ClickHouse Keeper hosts

ClickHouse Keeper is a coordination system analogous to Zookeeper with a compatible interface. It's a centralized service for maintaining configuration information, naming, providing distributed synchronization, and providing group services.

Resource allocation

ClickHouse Keeper operates on the basis of majority quorums forming an ensemble. This approach requires setting up hardware infrastructure with the following requirements:

  • Number of hosts:

    ClickHouse Keeper requires a minimum of three servers to form a majority quorum and ensure fault tolerance. It's generally recommended to use an odd number of servers.

  • CPU and Memory:

    ClickHouse Keeper resource requirements are relatively modest. However, the CPU and memory capacity should be sufficient to handle the expected workload and concurrent client requests. The specific CPU and memory requirements depend on factors such as the number of clients, the complexity of the operations, and the data size being managed.

  • Storage:

    ClickHouse Keeper primary data storage is in-memory, which makes it optimal for read-heavy workloads. However, it also writes transaction logs to disk for durability. The disk storage capacity should be able to accommodate the transaction logs and any additional data, such as snapshots, if enabled. The required disk I/O performance depends on the write load and the rate of changes in the data.

DoubleCloud offers two ClickHouse Keeper deployment types:

Embedded

The infrastructure is shared with the ClickHouse® installation. This means the ClickHouse Keeper hosts employ ride-sharing with the ClickHouse® hosts.

Dedicated

The infrastructure is deployed on separate hosts, ensuring improved performance, availability and scalability

Recommended option for the ClickHouse Keeper

We recommend using dedicated hosts for high-load production clusters.
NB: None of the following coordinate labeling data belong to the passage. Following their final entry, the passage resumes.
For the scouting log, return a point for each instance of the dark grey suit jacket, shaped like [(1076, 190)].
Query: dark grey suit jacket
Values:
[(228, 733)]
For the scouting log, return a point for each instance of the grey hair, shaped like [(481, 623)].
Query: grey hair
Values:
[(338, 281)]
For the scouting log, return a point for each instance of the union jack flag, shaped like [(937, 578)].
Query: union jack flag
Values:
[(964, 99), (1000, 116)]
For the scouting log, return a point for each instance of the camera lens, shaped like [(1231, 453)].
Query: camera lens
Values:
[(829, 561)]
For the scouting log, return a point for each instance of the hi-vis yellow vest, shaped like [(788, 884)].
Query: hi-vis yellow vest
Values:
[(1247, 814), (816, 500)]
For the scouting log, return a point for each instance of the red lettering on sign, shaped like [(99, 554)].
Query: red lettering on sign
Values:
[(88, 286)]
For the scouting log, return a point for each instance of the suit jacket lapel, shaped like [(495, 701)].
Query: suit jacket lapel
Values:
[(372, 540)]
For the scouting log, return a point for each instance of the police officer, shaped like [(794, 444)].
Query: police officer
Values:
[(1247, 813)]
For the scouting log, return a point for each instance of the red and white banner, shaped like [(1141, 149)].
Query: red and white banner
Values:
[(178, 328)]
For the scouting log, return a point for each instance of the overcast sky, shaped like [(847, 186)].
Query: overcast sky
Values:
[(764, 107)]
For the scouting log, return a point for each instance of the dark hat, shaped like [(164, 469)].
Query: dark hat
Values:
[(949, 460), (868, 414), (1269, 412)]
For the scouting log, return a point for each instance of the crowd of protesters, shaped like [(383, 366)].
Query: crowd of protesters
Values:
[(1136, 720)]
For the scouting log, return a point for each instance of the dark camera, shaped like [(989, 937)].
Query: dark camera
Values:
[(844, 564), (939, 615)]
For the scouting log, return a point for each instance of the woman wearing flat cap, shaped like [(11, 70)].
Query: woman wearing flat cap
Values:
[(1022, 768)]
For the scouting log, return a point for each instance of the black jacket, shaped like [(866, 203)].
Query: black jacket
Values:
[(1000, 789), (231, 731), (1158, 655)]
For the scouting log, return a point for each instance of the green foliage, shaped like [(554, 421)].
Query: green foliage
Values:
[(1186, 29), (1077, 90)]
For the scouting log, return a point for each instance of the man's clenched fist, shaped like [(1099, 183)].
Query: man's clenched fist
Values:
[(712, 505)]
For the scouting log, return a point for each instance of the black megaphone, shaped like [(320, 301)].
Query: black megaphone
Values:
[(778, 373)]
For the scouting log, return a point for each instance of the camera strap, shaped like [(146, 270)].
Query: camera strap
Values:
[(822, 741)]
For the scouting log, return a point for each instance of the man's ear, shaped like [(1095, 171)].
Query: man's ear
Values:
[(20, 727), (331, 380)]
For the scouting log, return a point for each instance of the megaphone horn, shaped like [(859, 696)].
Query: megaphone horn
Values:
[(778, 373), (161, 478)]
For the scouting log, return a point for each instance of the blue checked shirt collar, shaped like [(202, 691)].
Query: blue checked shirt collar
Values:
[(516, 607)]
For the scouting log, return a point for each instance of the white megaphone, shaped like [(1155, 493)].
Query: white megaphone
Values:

Dedicated ClickHouse Keeper hosts ensure that your production cluster's performance remains unaffected under heavy loads - they don't use its CPU or memory.

High-availability configuration

High availability can be achieved for clusters with at least 3 ClickHouse Keeper hosts.

The following table describes the minimal configurations to achieve high availability when using dedicated and embedded ClickHouse Keeper hosts:

Dedicated Embedded
1 shard with 2 replicas 2 shards with 3 replicas each

This is how dedicated ClickHouse Keeper hosts contribute to high availability of your Managed Service for ClickHouse® cluster:

  • Leader election

    When a ClickHouse Keeper loses its leader (the replica responsible for handling write requests), it elects a new one among the available replicas. This process ensures that data can still be written to the cluster, even in the event of host failures.

  • Data Consistency

    ClickHouse Keeper helps maintain consistency across replicas. All replicas store metadata of data parts there and use it for data replication and consistent merges.

The embedded ClickHouse Keeper solution requires at least 3 hosts running at any time, so you'll need to add one extra shard for enhanced fault-tolerance, and, since the shard configurations must be mirrored, you end up with a more expensive setup.